Au lendemain de l'annonce de la fusion Stade Français et du Racing 92, les joueurs du club parisien ne décolèrent pas. Réunis cet après-midi avec les dirigeants de Provale, le syndicat des joueurs, ils ont voté à 99,8% en faveur d'une grève illimitée et ont déposé un préavis en ce sens.
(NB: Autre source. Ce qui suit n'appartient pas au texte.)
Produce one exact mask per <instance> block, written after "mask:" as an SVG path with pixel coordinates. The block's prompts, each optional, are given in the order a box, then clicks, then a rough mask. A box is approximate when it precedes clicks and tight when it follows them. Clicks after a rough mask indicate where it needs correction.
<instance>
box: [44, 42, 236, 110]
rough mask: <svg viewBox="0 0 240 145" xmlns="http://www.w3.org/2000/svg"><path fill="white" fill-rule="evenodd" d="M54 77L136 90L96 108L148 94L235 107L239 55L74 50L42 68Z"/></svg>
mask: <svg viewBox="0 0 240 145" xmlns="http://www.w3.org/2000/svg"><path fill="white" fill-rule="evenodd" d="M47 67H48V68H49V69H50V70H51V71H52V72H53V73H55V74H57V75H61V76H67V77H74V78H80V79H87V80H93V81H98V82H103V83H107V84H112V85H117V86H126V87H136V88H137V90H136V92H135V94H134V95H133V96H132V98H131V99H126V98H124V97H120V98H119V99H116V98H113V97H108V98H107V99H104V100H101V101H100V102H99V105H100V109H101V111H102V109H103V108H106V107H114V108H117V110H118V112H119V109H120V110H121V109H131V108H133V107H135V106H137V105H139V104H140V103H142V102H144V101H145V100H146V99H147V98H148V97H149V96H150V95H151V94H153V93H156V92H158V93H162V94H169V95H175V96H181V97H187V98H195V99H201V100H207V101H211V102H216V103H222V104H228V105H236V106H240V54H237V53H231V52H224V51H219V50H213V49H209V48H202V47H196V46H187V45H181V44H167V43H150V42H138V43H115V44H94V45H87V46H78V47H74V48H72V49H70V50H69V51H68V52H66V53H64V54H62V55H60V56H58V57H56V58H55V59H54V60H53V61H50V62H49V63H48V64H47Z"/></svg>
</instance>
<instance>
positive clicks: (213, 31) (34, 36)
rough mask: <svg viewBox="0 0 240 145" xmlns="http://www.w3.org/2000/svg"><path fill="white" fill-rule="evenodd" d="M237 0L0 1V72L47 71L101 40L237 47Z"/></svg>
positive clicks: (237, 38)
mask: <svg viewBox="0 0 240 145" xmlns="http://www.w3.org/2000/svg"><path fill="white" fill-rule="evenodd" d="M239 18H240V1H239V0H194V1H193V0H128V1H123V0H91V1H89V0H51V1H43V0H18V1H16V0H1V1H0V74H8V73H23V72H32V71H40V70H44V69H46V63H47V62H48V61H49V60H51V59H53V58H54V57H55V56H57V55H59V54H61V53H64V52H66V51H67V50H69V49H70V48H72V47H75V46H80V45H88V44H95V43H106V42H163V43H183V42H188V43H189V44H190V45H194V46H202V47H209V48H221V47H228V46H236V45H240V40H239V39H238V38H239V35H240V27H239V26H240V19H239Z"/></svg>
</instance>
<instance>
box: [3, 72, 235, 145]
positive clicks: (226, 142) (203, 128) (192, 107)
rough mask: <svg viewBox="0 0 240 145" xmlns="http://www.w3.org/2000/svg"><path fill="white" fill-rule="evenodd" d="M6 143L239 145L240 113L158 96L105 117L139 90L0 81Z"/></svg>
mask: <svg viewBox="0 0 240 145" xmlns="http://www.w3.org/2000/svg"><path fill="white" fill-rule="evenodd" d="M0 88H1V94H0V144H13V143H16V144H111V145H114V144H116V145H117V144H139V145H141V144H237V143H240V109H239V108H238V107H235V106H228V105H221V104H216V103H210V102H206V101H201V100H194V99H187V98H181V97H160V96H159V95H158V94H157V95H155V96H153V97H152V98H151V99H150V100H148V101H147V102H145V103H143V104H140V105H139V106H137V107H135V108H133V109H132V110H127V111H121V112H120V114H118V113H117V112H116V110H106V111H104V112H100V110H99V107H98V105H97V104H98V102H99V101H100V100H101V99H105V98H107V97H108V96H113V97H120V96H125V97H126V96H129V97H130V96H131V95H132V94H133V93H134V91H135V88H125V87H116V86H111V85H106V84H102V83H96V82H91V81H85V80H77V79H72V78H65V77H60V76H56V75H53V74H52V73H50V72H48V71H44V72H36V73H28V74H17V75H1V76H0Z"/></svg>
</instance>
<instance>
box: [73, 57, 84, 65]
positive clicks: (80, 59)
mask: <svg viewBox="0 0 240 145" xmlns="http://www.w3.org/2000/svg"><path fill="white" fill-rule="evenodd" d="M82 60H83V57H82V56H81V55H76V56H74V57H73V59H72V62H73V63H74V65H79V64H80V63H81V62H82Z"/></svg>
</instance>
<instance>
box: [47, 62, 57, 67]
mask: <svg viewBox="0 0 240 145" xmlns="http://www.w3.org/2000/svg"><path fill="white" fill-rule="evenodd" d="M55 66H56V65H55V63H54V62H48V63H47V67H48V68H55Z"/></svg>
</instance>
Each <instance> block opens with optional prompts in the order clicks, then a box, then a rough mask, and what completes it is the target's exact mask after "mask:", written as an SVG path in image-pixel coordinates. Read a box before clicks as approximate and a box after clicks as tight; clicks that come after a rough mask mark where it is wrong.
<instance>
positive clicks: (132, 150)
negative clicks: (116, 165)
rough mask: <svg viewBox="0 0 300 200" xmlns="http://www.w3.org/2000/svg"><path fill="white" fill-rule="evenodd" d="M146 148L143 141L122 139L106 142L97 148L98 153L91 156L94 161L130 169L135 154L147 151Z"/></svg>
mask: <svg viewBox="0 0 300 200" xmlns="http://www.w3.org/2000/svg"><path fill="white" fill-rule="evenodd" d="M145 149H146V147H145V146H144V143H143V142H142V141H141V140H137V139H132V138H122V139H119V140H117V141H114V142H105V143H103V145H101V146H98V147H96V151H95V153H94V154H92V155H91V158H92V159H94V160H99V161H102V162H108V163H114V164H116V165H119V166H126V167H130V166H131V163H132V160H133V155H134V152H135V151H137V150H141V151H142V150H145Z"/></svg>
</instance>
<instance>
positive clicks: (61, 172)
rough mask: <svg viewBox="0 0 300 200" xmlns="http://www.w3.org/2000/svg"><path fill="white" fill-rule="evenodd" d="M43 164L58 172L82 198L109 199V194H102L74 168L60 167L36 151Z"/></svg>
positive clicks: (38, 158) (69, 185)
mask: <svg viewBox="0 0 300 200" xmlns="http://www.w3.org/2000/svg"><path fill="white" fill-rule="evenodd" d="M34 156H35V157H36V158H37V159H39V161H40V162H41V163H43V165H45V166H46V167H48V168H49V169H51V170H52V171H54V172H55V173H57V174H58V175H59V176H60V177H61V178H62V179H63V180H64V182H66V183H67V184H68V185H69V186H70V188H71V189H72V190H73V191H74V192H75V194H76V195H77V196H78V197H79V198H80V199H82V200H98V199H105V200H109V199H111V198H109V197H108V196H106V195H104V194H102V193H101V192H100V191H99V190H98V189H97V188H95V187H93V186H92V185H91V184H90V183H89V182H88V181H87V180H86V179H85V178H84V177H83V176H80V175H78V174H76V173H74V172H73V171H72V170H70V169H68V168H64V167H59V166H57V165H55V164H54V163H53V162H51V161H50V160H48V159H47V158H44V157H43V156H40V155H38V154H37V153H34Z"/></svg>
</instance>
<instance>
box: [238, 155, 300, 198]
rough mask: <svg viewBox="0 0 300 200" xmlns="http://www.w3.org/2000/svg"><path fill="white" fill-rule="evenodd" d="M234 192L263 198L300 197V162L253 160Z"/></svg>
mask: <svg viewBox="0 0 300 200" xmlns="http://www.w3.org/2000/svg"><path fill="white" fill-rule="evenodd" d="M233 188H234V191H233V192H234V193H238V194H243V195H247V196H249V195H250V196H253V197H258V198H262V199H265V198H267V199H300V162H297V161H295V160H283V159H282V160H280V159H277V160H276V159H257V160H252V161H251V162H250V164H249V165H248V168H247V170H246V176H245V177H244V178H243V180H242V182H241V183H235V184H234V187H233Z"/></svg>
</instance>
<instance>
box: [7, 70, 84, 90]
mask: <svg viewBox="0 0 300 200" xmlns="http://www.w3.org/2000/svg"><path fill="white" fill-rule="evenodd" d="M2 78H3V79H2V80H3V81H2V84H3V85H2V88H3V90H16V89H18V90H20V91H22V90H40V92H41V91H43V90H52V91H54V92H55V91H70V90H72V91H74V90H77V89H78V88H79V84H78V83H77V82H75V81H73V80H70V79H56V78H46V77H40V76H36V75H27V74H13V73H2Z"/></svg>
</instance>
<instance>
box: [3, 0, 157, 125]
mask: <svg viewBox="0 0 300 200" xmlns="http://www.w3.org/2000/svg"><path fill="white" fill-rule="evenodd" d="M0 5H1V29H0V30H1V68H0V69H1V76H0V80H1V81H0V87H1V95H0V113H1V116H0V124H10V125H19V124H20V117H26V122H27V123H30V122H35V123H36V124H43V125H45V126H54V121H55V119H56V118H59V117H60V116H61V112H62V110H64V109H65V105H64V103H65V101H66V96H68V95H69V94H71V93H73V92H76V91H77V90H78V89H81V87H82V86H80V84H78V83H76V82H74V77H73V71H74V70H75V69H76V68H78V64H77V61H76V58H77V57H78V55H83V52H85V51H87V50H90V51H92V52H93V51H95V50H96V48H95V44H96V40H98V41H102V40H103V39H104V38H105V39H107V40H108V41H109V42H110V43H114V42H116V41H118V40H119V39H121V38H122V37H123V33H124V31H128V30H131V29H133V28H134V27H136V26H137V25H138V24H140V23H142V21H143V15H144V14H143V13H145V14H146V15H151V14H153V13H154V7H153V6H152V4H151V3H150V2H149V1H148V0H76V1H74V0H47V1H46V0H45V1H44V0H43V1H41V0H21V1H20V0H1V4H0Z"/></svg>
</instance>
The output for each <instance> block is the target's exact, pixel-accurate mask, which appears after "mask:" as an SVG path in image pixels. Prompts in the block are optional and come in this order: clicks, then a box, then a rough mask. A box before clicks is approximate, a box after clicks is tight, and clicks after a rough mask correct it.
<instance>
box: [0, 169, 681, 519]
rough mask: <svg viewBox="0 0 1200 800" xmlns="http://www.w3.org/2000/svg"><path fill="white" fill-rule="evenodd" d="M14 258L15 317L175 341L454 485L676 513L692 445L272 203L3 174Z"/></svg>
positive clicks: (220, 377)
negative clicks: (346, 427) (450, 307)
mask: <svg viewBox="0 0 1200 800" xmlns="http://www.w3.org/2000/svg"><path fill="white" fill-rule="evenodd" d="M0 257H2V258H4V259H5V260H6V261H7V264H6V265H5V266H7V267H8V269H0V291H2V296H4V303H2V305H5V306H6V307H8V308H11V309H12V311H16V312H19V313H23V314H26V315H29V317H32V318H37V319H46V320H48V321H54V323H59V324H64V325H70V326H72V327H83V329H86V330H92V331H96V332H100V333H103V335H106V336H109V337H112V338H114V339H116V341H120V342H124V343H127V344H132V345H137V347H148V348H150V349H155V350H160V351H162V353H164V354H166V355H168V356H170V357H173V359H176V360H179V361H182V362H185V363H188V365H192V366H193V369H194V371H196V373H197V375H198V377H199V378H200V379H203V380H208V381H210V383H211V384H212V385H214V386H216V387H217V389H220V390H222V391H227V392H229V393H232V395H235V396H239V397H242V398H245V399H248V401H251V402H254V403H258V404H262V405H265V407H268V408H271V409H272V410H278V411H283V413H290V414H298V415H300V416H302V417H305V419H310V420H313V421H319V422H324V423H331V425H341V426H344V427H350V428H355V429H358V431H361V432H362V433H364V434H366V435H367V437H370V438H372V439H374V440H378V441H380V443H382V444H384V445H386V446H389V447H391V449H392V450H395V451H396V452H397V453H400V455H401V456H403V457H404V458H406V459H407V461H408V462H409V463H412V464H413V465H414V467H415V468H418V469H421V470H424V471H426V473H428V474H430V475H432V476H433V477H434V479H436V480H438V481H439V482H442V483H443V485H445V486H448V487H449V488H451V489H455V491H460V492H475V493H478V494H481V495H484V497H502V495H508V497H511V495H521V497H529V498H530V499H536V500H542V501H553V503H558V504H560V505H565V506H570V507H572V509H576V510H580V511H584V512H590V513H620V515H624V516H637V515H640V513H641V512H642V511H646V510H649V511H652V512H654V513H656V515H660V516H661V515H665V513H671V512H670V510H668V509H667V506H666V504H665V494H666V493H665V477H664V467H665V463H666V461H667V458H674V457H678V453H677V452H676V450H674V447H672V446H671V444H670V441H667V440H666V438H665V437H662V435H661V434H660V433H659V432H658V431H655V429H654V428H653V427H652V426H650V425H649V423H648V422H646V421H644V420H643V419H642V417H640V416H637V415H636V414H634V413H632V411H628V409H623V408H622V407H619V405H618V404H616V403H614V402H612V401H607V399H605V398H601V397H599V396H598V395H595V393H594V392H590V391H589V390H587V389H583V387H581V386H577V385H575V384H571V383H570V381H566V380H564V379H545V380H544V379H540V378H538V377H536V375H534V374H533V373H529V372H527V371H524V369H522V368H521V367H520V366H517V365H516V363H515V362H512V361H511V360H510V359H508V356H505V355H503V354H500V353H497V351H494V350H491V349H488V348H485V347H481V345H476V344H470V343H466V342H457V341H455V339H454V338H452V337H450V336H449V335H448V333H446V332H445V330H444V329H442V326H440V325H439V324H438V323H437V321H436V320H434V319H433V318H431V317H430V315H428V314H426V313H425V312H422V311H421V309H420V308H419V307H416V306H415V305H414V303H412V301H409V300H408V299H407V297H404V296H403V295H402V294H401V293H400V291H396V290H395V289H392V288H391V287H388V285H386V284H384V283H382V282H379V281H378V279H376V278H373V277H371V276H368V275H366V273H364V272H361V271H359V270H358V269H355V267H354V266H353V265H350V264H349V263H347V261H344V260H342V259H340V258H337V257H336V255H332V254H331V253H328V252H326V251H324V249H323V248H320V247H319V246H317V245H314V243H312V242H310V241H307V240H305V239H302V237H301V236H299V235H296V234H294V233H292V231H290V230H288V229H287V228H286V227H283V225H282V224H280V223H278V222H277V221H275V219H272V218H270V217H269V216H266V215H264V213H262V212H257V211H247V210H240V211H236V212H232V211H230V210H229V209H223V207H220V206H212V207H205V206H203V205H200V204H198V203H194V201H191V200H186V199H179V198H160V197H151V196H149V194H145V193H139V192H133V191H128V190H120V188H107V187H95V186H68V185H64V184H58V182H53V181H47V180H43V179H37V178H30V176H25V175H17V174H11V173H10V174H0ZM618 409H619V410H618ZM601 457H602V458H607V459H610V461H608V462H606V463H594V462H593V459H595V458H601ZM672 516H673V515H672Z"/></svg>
Résultats, les joueurs ne s'entraîneront pas et, surtout, refusent de se rendre à Castres, samedi, où ils sont censés jouer leur match pour le compte de la 21e journée de Top 14. C'est une première depuis l'instauration du professionnalisme en 1995.

Représentatif de l'incompréhension qui règne depuis 24 heures au sein du collectif parisien, Pascal Papé, membre depuis décembre du Comité directeur de la Fédération française de rugby (FFR), a dénoncé "la mort de 136 ans d'histoire du club" et demande "l'annulation de la fusion" avec le Racing 92. Fusion que les joueurs du Stade Français vivent aujourd'hui comme un rachat pur et simple au vu de la prépondérance du club de Colombes dans le futur projet. 

Ce matin, sur Franceinfo, Jacky Lorenzetti, le président du Racing 92, a affirmé que "la volonté [n'était] pas de prendre tout le monde de court" mais qu'il y avait "une urgence à mener cette fusion pour préserver l'emploi". Et d'ajouter : "Je ne suis pas insensible à la surprise et au choc que notre information a produit. Après, la famille existe aussi au Racing. J'ai conçu qu'on pouvait faire une union entre ces deux familles, plutôt que l'une prenne éventuellement une direction qui n'était pas souhaitable".